24. a kind of multivalent TCR complex, which is characterized in that comprising at least two TCR molecules, and at least one TCR therein TCR of the molecule any one of the claims.

25. a kind of nucleic acid molecules, which is characterized in that the nucleic acid molecules include any TCR of coding claim 1-23 Nucleotide sequence or its complementary series.

26. a kind of carrier, which is characterized in that the carrier contains the nucleic acid molecules described in claim 25.

27. a kind of host cell, which is characterized in that contain the carrier or dye described in claim 26 in the host cell The nucleic acid molecules described in the claim 25 of external source are integrated in colour solid.

A kind of 28. separated cell, which is characterized in that the TCR any one of the cell expression claim 1-23.

29. a kind of pharmaceutical composition, which is characterized in that the composition contains pharmaceutically acceptable carrier and claim The TCR compounds described in TCR or claim 24 any one of 1-23 or the cell described in claim 28.

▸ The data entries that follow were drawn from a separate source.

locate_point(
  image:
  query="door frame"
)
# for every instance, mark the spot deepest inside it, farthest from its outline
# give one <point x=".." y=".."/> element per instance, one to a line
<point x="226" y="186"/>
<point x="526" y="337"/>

30. in the TCR compounds or claim 28 described in claim 1-23 any one of them TCR, claim 24 The purposes of the cell, which is characterized in that be used to prepare the drug for the treatment of tumour.

A kind of 31. method for preparing any TCR in claim 1-23, which is characterized in that including step：

(i) host cell described in claim 27 is cultivated, so as to express any TCR in claim 1-23；

(ii) isolated or purified goes out the TCR.